Se non fosse stato per la morte di suo padre, G. non avrebbe più messo piede in Italia. Se ne era andato di casa un uggioso mattino di novembre: erano ormai sette anni che non tornava nella sua città e due che si sentiva col genitore solo per Natale e i rispettivi compleanni: Quando tornerai? c’era scritto in calce ad un messaggio di auguri Bho, probabilmente mai. E invece alla fine aveva preso quel maledetto volo, non ci credeva nemmeno lui eppure la hostess aveva annunciato l’imminente atterraggio e G. s’era sentito stringere lo stomaco.

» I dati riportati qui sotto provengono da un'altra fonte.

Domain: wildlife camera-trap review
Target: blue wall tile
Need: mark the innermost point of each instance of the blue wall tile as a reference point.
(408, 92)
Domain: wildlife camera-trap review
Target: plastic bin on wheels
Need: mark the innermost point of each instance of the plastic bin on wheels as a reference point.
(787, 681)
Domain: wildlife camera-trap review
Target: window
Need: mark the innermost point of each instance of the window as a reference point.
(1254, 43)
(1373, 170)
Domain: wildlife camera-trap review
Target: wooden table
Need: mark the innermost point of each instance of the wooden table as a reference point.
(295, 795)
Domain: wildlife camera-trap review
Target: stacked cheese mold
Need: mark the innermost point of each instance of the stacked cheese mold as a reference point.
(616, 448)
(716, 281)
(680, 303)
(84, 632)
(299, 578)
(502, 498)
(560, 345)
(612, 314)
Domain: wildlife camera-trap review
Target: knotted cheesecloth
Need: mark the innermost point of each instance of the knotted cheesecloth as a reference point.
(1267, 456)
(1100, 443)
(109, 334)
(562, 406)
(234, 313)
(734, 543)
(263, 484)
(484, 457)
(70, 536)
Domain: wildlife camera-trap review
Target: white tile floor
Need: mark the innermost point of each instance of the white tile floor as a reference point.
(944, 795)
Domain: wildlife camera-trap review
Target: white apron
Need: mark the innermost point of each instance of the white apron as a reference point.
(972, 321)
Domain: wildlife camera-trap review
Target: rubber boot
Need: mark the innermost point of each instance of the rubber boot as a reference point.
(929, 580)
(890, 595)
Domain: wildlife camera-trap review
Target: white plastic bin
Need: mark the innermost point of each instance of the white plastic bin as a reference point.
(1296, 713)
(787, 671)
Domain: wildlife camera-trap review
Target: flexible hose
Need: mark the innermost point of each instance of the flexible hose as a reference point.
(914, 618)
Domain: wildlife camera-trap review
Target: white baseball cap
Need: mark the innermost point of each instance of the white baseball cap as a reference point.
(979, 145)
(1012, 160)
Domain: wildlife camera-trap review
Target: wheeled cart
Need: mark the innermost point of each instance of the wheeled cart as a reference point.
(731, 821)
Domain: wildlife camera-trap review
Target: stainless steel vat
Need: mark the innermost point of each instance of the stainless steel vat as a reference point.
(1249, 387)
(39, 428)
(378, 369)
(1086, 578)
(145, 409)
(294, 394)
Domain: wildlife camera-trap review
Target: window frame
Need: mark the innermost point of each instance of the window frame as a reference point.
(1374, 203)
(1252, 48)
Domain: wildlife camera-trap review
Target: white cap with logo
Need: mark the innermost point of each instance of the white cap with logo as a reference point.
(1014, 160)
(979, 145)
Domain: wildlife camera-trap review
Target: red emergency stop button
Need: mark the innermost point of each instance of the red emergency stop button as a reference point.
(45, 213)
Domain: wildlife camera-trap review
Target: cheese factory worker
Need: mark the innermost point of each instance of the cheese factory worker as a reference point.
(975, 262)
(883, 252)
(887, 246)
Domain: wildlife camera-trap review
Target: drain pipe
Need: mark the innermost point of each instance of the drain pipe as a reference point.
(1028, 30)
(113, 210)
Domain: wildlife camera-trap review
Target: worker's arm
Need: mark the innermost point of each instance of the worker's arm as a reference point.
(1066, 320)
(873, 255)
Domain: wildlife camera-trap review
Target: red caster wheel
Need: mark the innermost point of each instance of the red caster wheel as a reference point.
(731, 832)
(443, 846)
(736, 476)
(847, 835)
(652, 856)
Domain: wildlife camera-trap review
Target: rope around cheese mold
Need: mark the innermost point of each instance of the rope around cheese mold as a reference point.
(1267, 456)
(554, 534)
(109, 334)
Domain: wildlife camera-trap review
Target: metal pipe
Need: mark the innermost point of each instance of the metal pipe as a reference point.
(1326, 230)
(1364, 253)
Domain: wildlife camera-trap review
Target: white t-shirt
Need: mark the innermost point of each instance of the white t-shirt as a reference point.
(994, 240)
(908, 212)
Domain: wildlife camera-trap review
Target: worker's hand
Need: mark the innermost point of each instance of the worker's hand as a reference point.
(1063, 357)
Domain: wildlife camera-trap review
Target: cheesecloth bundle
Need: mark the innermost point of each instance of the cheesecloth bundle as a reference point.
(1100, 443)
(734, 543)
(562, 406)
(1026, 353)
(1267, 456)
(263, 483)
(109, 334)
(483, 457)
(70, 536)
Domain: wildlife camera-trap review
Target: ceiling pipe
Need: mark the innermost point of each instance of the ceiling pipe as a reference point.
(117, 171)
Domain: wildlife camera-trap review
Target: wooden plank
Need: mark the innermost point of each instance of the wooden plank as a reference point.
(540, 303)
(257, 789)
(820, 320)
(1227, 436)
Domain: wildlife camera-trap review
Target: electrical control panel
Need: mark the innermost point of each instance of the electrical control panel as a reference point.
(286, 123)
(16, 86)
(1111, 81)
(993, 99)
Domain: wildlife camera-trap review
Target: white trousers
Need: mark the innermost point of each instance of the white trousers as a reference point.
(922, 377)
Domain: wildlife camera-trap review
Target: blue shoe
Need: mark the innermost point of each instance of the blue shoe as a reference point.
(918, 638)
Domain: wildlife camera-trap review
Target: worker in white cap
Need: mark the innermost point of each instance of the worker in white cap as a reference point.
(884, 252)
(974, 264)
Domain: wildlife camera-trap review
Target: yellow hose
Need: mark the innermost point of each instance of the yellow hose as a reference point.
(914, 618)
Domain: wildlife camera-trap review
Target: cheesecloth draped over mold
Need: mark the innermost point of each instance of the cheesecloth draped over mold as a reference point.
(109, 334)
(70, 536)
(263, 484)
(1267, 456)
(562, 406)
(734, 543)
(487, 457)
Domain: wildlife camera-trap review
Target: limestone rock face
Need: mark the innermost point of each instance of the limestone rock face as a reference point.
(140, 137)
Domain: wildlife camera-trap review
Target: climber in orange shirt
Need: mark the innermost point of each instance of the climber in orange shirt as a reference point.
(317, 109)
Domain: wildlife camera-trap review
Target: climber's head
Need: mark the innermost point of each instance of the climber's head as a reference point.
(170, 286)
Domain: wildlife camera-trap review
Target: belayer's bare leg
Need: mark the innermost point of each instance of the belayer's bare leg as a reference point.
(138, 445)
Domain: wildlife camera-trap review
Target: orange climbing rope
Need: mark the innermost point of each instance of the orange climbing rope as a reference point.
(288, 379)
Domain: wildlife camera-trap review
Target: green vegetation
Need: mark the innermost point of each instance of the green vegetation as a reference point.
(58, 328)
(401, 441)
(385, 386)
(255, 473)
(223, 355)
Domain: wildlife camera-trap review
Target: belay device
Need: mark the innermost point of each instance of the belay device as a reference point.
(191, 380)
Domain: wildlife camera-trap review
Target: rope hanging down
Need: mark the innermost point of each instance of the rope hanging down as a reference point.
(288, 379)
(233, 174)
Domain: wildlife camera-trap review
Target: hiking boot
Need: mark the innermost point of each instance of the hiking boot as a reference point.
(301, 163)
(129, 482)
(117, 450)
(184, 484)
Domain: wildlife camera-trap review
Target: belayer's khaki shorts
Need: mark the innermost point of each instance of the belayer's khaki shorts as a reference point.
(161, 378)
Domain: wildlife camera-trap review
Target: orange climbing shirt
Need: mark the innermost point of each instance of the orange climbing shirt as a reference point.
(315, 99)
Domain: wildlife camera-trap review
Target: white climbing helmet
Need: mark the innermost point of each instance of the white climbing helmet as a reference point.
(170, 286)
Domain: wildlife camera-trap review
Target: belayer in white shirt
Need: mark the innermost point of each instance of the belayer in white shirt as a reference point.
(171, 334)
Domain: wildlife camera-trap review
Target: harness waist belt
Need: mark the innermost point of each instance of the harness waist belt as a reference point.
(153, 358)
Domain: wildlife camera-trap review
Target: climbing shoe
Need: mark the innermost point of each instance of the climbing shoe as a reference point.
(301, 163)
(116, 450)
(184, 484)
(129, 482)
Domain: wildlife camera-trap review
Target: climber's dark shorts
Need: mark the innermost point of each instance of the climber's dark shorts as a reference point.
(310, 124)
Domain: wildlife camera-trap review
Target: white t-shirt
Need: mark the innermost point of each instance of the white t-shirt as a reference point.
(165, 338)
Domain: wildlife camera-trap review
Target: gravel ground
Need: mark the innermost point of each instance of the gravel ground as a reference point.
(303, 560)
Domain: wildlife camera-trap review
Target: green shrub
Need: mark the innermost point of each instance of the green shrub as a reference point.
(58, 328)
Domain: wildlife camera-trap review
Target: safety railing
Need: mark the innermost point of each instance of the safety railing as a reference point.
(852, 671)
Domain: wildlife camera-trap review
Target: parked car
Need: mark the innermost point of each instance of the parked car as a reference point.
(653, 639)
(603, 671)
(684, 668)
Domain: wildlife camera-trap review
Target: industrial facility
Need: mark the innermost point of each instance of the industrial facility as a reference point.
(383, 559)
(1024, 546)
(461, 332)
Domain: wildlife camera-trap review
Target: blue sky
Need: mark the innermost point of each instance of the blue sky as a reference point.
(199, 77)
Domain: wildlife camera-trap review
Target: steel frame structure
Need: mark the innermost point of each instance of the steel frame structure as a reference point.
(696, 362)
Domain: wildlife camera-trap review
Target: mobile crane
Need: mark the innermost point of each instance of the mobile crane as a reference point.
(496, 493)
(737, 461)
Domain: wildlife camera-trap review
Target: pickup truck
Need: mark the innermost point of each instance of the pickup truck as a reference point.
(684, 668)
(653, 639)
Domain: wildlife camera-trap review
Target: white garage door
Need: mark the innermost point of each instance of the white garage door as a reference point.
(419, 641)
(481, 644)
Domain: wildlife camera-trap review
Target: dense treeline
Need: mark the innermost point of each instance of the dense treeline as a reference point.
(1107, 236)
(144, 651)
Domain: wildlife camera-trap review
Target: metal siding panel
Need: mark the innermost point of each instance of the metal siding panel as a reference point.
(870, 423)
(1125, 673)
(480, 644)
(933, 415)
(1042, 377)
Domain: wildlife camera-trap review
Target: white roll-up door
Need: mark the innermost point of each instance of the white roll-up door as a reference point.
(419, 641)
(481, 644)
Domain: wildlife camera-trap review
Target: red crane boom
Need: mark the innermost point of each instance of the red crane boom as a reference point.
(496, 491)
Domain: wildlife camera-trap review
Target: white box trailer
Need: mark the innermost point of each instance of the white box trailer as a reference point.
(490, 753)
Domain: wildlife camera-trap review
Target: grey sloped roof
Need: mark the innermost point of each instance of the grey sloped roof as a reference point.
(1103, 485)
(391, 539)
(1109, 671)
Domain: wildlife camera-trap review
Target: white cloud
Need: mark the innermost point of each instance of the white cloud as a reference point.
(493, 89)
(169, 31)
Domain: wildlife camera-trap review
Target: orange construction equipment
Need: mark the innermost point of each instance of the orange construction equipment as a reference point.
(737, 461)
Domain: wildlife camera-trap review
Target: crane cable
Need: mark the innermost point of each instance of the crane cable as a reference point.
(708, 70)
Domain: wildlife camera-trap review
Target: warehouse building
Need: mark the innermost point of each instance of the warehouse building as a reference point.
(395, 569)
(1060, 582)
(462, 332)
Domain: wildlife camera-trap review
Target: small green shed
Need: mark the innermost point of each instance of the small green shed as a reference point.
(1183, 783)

G. odiava suo padre, non era mai riuscito a perdonargli di avere avuto un’altra donna mentre la madre stava morendo, ma soprattutto di non aver mai avuto il coraggio di dirglielo. E G. aveva sofferto, com’era ovvio, ma non gli era mai passato per la testa di andarsene. Fino ad una mattina di quell’uggioso novembre, durante la colazione: G. aveva alzato gli occhi dalla tazza di caffè e si era trovato davanti un estraneo, un uomo che chiamava papà solo per abitudine. Fu come se in quel preciso istante avesse intuito la misura dell’immensità che separa il cielo dalla terra, come se avesse capito che quello era il redde rationem della sua esistenza. Tre giorni dopo, solo con uno zaino, lasciava casa.

Quando le nubi si diradarono e fece capolino la monotonia della pianura, G. ripensò alla distanza che separa il cielo dalla terra e che ora separava la vita dalla morte.